EMBORA NEM TODOS SAIBAM DEFINIR COM clareza, é difícil hoje em dia encontrar alguém que não tenha ouvido falar do termo fake news. Sua forma mais comum, segundo o Dicionário Cambridge, é a “propagação de histórias falsas que aparentam ser notícias, na Internet ou outras mídias, usualmente para influenciar pontos de vista políticos”.

E aqui se encontra sua faceta mais perigosa em um ano de eleições. Já se tem como certo que as “notícias falsas” irão protagonizar o embate eleitoral em 2018, especialmente em um cenário de tamanha polarização. Só não se sabe ainda o tamanho de seu impacto.

Mas é possível prever. Nas eleições norte-americanas de 2016, segundo levantamento do portal BuzzFeed News, nos três últimos meses de campanha, vinte histórias falsas relacionadas às eleições, publicadas por sites que se diziam informativos, geraram mais de 8 milhões de compartilhamentos, reações e comentários no Facebook. Várias destas notícias tiveram mais alcance na rede social do que os principais veículos jornalísticos do país, como o Washington Post e o New York Times. As duas notícias que mais repercutiram foram “Hilary Clinton vendeu armas para o Estado Islâmico” e “Papa Francisco choca o mundo e apoia Donald Trump” que, embora falsas, certamente tiveram grande impacto sobre os votos do eleitorado.

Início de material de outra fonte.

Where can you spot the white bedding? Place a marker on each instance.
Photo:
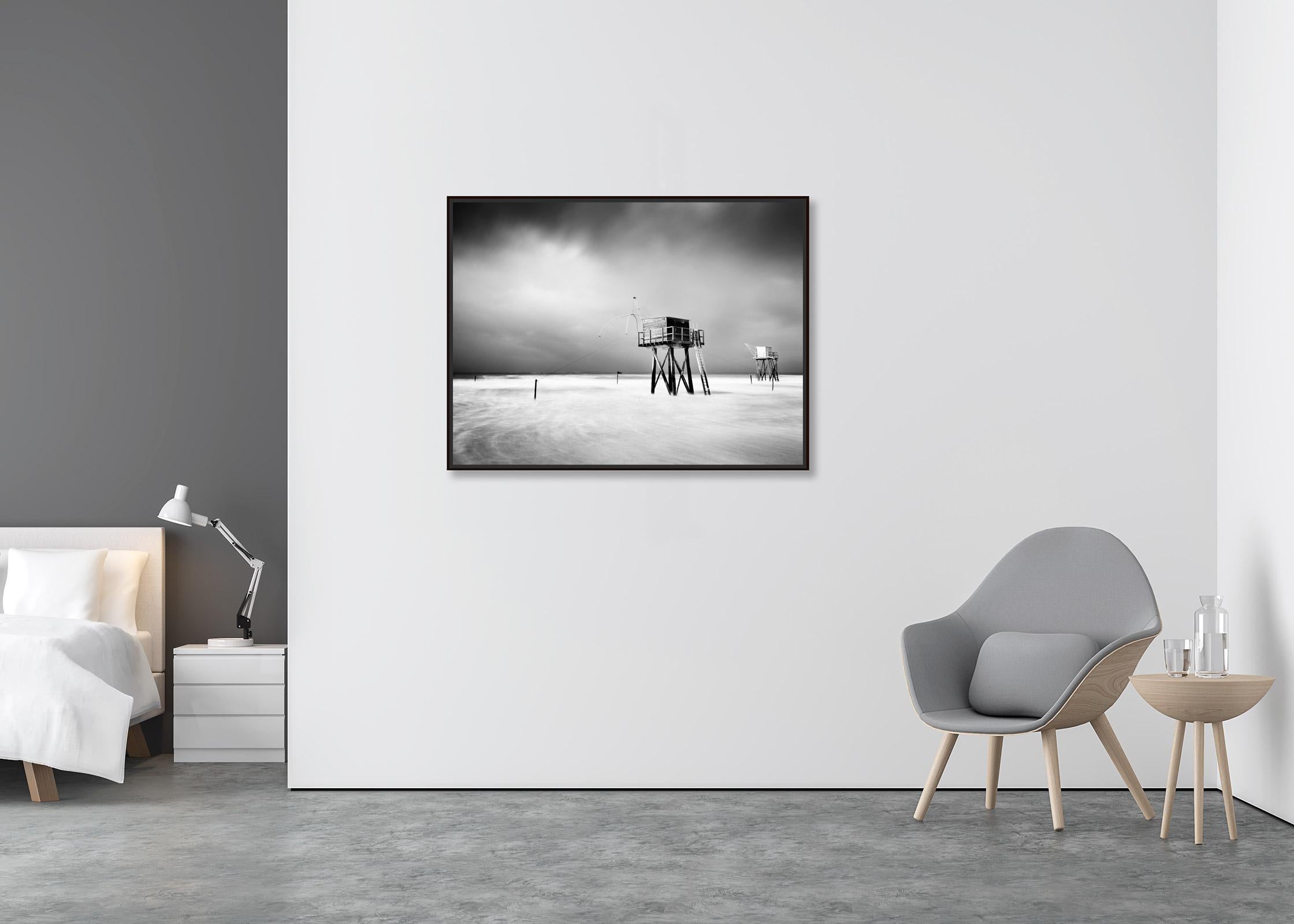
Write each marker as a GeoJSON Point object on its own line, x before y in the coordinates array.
{"type": "Point", "coordinates": [69, 690]}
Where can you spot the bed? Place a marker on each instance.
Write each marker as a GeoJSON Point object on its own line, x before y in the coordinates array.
{"type": "Point", "coordinates": [98, 665]}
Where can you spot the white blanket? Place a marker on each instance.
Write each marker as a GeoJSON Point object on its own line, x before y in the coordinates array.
{"type": "Point", "coordinates": [69, 690]}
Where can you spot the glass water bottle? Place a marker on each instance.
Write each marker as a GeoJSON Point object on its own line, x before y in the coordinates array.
{"type": "Point", "coordinates": [1210, 638]}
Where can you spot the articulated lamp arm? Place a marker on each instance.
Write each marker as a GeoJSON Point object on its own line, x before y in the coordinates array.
{"type": "Point", "coordinates": [244, 618]}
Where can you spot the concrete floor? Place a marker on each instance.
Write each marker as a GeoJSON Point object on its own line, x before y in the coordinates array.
{"type": "Point", "coordinates": [229, 843]}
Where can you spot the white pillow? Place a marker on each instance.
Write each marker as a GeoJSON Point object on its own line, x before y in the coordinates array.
{"type": "Point", "coordinates": [64, 584]}
{"type": "Point", "coordinates": [122, 570]}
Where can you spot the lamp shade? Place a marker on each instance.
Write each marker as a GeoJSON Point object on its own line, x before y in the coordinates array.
{"type": "Point", "coordinates": [176, 511]}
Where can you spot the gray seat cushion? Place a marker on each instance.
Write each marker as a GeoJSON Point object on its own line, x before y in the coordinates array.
{"type": "Point", "coordinates": [1025, 673]}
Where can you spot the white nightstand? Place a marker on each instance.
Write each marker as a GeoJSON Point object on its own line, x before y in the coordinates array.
{"type": "Point", "coordinates": [229, 705]}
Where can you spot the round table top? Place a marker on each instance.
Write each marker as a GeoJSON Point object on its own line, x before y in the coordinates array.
{"type": "Point", "coordinates": [1203, 699]}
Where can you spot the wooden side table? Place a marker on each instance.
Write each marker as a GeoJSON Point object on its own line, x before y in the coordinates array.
{"type": "Point", "coordinates": [1199, 701]}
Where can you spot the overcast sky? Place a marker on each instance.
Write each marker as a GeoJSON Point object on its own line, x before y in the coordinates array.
{"type": "Point", "coordinates": [536, 281]}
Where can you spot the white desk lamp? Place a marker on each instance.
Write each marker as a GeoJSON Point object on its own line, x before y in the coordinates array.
{"type": "Point", "coordinates": [176, 511]}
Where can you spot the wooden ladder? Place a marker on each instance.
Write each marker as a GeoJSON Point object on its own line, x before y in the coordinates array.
{"type": "Point", "coordinates": [700, 366]}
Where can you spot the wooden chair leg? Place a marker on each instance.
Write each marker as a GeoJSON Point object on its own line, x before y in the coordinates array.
{"type": "Point", "coordinates": [1225, 778]}
{"type": "Point", "coordinates": [1200, 782]}
{"type": "Point", "coordinates": [1053, 756]}
{"type": "Point", "coordinates": [136, 746]}
{"type": "Point", "coordinates": [932, 782]}
{"type": "Point", "coordinates": [1172, 788]}
{"type": "Point", "coordinates": [990, 791]}
{"type": "Point", "coordinates": [1121, 763]}
{"type": "Point", "coordinates": [40, 782]}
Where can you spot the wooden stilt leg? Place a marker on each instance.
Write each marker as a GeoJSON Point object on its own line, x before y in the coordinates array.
{"type": "Point", "coordinates": [1121, 763]}
{"type": "Point", "coordinates": [1200, 782]}
{"type": "Point", "coordinates": [1053, 756]}
{"type": "Point", "coordinates": [932, 782]}
{"type": "Point", "coordinates": [990, 792]}
{"type": "Point", "coordinates": [1225, 778]}
{"type": "Point", "coordinates": [40, 782]}
{"type": "Point", "coordinates": [136, 746]}
{"type": "Point", "coordinates": [1179, 735]}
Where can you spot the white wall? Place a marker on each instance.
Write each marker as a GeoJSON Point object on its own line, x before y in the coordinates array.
{"type": "Point", "coordinates": [1255, 382]}
{"type": "Point", "coordinates": [1014, 244]}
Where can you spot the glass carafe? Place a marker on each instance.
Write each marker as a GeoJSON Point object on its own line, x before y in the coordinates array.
{"type": "Point", "coordinates": [1210, 638]}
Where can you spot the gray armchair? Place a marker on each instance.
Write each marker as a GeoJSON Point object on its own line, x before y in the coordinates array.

No Brasil, partidos políticos já contam com o apoio de colaboradores cuja única função é a criação desse tipo de notícia, visando a promoção do candidato patrocinado ou a ruína de seus concorrentes. E os internautas parecem não estar preparados para se blindar contra este fenômeno. De acordo com um levantamento da Universidade de São Paulo (USP), cerca de 12 milhões de pessoas compartilharam fake news no Brasil em junho deste ano. O levantamento, que monitorou 500 páginas digitais de conteúdo político falso ou distorcido, indica que tais notícias têm potencial para alcançar grande parte da população brasileira, se considerada a média de 200 seguidores por usuário.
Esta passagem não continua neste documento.